PHOTO: AKOS STILLER/BLOOMBERG/GETTY IMAGES
Unfortunately, although counter screens can readily identify compounds that are overtly toxic, they are less able to flag compounds that act subtly or through yet unknown confounding mechanisms. This challenge can often be overcome by carefully exploring structure-activity relationships (SARs). This systematic correlation of structural changes of the compounds with biological activity against the target in vitro and in cells takes time and requires medicinal chemists to synthesize multiple compounds. If the SAR correlates well, there is more confidence as to the validity of both the target and compound. If there is no correlation, flags should be raised. Exploring the SAR is exactly what Tummino et al. did (with the benefit of compounds that had already been synthesized), and their diligence was rewarded by falsifying a compelling target hypothesis without investing money and the hopes and health of patients into a clinical study.

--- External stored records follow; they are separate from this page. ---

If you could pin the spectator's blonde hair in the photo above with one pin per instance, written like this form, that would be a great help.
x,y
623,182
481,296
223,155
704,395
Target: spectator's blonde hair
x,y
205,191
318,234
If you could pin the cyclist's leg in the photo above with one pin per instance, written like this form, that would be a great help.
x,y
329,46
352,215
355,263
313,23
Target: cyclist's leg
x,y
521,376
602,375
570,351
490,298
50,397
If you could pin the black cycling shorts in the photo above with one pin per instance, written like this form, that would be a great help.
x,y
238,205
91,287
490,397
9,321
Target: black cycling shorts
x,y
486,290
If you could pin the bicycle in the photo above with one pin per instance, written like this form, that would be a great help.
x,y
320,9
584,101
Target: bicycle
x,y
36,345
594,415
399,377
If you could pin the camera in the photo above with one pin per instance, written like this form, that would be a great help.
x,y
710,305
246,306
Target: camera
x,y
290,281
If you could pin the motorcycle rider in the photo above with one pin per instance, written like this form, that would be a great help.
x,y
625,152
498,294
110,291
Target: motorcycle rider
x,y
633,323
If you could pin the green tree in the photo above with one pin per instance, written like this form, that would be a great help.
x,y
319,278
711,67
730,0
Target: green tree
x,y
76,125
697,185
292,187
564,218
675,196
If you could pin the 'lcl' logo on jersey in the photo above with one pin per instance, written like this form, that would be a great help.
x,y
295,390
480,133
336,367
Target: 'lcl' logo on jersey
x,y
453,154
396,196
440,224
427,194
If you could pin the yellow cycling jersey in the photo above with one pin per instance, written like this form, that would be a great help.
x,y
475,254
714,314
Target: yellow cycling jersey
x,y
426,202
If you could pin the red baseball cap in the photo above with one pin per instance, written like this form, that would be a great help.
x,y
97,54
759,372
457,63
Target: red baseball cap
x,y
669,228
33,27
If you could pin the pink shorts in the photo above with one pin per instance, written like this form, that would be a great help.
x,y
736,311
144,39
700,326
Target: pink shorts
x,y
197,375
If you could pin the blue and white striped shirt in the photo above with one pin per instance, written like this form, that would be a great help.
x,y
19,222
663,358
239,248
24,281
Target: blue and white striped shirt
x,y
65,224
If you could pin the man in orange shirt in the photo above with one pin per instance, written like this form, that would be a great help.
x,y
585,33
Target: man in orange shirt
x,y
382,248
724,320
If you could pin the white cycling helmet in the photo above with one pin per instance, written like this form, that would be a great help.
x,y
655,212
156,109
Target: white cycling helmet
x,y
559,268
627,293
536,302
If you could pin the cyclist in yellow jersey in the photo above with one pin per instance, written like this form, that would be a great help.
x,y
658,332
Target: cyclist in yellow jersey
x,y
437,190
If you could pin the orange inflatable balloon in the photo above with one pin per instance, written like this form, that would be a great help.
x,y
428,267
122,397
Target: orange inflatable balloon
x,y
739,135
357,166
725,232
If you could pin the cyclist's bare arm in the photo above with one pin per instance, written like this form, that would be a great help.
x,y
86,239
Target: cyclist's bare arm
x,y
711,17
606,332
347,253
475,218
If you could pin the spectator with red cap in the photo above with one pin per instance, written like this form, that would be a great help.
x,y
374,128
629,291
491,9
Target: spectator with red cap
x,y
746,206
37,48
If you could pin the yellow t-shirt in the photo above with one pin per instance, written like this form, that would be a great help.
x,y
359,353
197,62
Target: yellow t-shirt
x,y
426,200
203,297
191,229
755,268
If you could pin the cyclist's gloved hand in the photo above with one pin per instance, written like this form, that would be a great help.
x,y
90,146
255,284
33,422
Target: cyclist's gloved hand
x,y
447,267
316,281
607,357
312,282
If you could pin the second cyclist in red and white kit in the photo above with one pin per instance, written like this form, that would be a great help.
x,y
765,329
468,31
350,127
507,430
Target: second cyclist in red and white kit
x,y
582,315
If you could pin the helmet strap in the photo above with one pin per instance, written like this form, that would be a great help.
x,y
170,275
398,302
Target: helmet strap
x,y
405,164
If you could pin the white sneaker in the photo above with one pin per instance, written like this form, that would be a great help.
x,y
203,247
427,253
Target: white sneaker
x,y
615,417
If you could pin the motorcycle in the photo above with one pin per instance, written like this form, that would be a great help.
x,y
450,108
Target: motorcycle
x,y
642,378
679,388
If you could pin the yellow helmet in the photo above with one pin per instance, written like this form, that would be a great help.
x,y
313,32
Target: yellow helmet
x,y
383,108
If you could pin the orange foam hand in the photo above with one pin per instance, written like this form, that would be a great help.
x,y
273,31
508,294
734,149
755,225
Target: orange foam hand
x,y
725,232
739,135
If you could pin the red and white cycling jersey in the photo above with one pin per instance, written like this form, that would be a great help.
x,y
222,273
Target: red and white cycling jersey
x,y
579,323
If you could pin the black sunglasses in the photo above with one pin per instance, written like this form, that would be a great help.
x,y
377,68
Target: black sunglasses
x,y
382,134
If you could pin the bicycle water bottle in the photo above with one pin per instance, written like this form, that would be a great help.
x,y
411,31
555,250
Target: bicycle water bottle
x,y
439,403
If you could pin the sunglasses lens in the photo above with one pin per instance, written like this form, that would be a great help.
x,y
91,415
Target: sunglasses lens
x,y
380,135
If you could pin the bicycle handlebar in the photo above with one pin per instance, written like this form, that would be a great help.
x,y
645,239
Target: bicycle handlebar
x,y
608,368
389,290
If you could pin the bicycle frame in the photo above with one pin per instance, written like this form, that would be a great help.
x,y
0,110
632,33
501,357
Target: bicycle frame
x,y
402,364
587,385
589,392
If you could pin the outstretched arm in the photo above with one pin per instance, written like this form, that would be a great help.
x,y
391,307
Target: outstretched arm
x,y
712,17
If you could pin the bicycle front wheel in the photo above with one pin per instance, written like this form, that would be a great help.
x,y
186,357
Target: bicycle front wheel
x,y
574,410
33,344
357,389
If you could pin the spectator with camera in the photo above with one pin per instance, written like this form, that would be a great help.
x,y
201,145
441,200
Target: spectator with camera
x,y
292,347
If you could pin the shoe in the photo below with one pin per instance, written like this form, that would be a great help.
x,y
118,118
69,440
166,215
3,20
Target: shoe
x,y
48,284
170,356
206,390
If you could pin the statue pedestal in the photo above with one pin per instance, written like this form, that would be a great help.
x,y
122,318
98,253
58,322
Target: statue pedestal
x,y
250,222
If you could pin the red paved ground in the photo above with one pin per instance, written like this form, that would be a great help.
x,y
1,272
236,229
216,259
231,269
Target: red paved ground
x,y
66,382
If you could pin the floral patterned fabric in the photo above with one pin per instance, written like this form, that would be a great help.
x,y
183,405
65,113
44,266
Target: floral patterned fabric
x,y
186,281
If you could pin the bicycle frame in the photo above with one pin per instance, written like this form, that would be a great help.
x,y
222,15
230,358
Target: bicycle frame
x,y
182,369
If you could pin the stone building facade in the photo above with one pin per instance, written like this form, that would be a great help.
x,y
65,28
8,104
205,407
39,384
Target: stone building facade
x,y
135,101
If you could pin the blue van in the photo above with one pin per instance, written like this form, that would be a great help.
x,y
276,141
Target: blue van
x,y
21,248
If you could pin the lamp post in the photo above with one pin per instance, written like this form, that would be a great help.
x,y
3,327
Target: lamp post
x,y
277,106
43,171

The findings in this study are a reminder of potential pitfalls when relying on assays that monitor a decrease in a signal in cell-based drug screens (7). In a complex and interconnected system like a cell, interfering with any essential function may indirectly affect a signal and lead to false-positive hits. Viral production is a particularly sensitive readout because viruses exploit many cellular processes as part of their life cycles.

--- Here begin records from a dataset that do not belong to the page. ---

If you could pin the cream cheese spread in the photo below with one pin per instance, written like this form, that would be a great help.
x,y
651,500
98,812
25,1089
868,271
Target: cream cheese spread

It is important to note that mechanism-informed drug repurposing can work. This strategy revealed remdesivir, which may be somewhat effective at reducing death from COVID-19 (8, 9). Conversely, repurposing drugs based on hypothesis-free screens has not yet yielded any effective treatments for COVID-19, nor for any disease (10). Perhaps it is not the concept itself that is at fault, but rather the notion that approved drugs represent a privileged class of molecules that do not require as much scientific due diligence. Whatever the reason, given that billions of dollars have already been spent on hypothesis-free drug repurposing for COVID-19 antivirals with no impact on patients, it would seem wise to increase investments toward the rational development of new direct-acting antiviral drugs. Although this approach may take more time, it is less risky and can even be used to develop drugs for newly emerging viruses.

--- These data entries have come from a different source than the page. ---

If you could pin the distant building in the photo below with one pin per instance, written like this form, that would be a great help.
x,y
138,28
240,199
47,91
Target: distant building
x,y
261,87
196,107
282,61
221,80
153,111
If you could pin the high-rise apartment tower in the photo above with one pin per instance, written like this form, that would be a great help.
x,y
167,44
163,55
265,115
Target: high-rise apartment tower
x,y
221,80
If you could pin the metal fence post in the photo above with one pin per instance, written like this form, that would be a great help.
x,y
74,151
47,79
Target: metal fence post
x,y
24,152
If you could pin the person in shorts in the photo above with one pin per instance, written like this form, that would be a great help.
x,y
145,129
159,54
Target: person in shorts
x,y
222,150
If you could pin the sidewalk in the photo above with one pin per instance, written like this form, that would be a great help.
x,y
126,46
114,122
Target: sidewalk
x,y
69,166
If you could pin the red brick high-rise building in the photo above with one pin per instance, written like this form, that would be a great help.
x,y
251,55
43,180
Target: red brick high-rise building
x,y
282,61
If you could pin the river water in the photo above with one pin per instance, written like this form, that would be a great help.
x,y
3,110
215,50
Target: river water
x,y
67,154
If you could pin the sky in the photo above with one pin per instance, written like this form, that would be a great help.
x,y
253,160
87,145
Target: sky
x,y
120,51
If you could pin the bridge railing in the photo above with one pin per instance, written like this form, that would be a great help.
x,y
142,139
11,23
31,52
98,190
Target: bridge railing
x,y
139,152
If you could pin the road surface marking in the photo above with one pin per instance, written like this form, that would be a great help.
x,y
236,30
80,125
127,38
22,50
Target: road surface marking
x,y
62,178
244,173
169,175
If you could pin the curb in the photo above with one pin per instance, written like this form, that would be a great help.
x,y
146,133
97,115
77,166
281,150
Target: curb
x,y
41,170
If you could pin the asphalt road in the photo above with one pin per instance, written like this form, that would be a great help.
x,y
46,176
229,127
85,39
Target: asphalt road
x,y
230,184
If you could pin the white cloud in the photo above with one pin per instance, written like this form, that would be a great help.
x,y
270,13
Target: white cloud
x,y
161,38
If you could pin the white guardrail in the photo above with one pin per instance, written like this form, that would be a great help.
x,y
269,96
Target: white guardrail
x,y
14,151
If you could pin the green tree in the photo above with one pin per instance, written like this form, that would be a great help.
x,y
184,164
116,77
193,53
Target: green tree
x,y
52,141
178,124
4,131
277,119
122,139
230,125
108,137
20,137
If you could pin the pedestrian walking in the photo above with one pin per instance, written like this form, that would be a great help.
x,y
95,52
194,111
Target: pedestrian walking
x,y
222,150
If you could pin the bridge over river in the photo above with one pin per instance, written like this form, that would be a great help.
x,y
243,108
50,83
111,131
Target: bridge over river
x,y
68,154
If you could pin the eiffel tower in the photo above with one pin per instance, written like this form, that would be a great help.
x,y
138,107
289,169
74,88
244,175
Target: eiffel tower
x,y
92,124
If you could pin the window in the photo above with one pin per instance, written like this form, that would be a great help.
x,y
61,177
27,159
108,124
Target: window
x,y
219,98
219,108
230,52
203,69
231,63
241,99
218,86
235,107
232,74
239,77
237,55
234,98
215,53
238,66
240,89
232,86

The study of Tummino et al. highlights how the seduction of the concept of hypothesis-free drug repurposing can corrupt the scientific method. Drug discoverers know that no compound, whether an approved drug or not, is monospecific and that all have side effects or toxicities, especially at higher concentrations commonly used in cell-based screens. All hits in cell-based screens should be considered artifacts until conclusively proven otherwise (7). Unfortunately, when the hit is a known drug and the cellular effect is the one wished for, and especially amid the urgency of a pandemic, warning cries are easily dismissed, even if they come from experienced drug discoverers who have seen it all before.